Larry went out into the street to breathe the night air. He was dizzy and shaky and sore. The fact that he, Larry Holt, who had pretensions to winning the middle-weight amateur championship, had been treated like a punch-ball did not distress him. What made him grave was the knowledge that there was loose in the world, and in the city of London, a man of the criminal classes more dangerous than a tiger, with the strength of a bear and an intelligence which was little better than a monkey’s.
“And that exhausts the whole Zoölogical Gardens,” said Larry after he had enumerated the unpleasant qualities of his assailant.
Half an hour afterwards every police station received an all-stations message, and the hunt for Blind Jake had begun.
Larry reached his flat at three o’clock, and Sunny was dozing peacefully in a chair. He aroused his servant with a gentle tap.
“Sunny,” said he, “I have had the experience of a lifetime.”
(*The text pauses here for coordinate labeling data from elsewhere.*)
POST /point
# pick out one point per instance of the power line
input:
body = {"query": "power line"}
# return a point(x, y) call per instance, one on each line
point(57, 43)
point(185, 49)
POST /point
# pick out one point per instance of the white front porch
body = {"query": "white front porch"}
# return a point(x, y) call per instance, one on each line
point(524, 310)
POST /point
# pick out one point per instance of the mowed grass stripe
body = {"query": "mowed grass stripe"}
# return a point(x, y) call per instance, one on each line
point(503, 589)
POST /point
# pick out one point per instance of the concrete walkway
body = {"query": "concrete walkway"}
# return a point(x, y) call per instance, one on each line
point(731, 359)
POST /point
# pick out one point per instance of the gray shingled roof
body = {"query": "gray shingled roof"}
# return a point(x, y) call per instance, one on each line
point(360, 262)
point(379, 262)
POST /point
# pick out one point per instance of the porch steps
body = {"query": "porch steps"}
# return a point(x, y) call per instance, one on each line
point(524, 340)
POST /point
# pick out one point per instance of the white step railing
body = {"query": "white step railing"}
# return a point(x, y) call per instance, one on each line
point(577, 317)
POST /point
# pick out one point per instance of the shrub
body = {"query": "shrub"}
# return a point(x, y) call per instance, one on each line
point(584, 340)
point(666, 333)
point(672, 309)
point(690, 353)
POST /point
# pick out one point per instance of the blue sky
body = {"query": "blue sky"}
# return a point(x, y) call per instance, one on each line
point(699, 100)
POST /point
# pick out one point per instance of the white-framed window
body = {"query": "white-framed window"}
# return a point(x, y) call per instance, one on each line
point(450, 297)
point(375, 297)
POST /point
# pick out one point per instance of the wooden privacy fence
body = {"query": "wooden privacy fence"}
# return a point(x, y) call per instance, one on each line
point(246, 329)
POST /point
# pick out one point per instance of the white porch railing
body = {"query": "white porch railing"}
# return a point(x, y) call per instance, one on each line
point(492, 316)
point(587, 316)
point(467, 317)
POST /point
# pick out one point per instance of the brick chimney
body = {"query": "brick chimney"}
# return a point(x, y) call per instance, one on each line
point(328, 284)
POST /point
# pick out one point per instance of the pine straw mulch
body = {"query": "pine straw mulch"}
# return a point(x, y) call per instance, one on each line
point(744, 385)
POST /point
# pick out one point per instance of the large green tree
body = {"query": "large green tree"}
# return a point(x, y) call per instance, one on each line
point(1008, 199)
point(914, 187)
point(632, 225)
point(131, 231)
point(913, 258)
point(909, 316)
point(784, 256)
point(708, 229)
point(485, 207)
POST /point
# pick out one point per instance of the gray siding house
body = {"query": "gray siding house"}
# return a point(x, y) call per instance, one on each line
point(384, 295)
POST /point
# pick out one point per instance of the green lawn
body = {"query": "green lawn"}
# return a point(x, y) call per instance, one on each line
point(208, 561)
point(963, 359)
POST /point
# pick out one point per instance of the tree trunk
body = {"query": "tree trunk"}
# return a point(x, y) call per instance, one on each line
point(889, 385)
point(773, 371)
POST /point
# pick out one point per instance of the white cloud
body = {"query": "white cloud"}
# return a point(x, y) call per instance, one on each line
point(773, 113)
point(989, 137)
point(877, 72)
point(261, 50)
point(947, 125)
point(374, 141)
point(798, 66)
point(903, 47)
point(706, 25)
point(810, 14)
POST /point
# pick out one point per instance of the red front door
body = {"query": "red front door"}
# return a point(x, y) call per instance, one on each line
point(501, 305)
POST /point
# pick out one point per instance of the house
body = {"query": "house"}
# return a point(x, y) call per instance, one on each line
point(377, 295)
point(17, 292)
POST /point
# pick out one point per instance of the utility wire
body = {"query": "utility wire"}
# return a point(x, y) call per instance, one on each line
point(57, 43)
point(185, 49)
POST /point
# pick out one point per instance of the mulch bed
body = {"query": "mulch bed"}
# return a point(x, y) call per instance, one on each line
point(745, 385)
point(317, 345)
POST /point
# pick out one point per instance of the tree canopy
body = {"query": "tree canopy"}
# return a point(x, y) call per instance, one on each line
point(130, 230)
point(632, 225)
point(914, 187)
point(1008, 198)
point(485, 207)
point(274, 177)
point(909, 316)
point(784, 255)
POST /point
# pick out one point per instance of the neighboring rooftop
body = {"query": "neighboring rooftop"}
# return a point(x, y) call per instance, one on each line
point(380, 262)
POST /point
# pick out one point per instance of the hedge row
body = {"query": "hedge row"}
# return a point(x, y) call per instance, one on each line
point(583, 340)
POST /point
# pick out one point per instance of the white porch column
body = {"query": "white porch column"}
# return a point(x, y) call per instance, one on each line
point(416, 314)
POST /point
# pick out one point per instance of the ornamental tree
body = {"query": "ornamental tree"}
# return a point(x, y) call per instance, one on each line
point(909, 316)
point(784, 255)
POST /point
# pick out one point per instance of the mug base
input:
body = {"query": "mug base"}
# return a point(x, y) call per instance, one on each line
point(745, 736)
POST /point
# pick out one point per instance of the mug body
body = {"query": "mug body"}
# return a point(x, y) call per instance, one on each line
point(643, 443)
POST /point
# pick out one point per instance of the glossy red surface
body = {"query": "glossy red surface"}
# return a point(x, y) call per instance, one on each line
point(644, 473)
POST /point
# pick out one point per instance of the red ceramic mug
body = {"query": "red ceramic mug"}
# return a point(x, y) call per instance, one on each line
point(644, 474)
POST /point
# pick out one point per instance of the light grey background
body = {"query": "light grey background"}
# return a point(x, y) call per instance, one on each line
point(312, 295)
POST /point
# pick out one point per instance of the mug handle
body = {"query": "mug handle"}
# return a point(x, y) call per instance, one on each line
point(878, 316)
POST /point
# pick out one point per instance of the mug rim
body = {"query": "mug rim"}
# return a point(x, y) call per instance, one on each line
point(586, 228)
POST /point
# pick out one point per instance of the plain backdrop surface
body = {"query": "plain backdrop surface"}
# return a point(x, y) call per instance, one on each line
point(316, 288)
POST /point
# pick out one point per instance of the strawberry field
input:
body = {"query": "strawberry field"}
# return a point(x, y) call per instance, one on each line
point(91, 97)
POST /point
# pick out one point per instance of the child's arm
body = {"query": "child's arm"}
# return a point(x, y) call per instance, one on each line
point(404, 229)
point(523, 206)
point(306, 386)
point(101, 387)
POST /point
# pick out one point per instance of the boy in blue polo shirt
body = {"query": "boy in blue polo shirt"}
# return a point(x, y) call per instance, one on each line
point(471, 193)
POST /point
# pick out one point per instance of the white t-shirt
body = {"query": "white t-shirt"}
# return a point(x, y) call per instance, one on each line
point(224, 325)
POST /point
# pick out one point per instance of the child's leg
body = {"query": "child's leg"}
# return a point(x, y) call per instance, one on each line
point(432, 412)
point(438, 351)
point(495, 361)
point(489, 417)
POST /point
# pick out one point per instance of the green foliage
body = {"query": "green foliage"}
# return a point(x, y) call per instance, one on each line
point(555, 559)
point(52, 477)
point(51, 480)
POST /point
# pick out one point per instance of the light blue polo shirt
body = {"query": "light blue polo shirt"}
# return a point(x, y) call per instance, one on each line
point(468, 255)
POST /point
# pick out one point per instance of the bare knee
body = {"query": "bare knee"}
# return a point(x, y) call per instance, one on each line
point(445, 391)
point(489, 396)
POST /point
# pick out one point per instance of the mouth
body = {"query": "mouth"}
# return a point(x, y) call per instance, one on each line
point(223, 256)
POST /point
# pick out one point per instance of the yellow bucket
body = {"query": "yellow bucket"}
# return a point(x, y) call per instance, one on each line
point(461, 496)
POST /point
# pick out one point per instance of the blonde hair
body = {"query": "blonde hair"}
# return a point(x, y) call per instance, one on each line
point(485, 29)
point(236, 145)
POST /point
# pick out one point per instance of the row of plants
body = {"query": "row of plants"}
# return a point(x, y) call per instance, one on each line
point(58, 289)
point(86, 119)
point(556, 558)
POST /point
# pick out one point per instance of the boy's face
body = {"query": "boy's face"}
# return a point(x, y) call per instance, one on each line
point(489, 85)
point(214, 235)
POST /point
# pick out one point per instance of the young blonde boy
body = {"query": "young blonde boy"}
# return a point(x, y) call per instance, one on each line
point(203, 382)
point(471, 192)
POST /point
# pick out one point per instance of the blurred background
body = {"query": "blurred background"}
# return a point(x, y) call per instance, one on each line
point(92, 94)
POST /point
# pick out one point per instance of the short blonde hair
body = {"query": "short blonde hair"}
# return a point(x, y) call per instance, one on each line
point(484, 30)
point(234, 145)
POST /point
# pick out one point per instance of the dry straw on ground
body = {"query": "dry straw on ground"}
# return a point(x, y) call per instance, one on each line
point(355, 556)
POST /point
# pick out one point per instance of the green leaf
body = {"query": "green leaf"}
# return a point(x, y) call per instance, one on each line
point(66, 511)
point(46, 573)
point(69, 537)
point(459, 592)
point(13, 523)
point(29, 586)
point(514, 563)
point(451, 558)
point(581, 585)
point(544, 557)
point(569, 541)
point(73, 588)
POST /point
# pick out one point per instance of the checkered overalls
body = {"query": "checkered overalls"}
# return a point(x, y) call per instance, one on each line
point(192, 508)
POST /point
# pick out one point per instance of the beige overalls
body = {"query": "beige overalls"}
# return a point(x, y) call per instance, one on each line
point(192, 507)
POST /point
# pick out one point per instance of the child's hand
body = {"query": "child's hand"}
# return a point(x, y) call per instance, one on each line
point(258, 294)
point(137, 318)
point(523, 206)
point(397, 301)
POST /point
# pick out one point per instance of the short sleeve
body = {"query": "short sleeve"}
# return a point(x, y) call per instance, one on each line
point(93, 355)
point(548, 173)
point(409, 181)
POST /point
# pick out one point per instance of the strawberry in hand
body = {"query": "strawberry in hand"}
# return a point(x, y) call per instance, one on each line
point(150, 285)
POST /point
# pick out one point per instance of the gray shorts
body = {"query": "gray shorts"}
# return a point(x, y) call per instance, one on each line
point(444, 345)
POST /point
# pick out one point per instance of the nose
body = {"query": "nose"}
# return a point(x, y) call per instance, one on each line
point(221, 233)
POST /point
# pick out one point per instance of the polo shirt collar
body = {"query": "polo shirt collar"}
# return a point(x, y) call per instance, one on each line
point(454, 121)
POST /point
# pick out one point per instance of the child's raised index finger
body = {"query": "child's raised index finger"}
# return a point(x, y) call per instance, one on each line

“I suppose you have, sir,” said Sunny, blinking himself awake. “Will you have some coffee, too, sir?”
Larry was thinking, thinking, thinking. He stood with his hands in his pockets and his legs wide apart, gazing down at the hearthrug.
“He took me by the scruff of the neck, Sunny,” he said softly, “and he threw me to the other side of the room.”
“He would, sir,” said Sunny. “What time would you like your tea in the morning?”
Weary and sick as he was, Larry had to laugh.
“If I were brought home with my neck broken, Sunny,” he demanded irritably, “what would you do?”
“I should stop the morning papers, sir,” said Sunny without hesitation. “I think I should be doing right, sir.”
“Haven’t you got a heart?” snarled Larry.
“No, sir,” was the surprising reply. “The doctor says it’s indigestion, sir.”
Larry made a gesture of despair, kicked off his boots, slipped off his coat and vest, followed that with his collar and tie, and loosening his braces, he lay down on the bed and pulled the eiderdown over him. He did this partly because he was very tired and partly because he knew that it would annoy Sunny.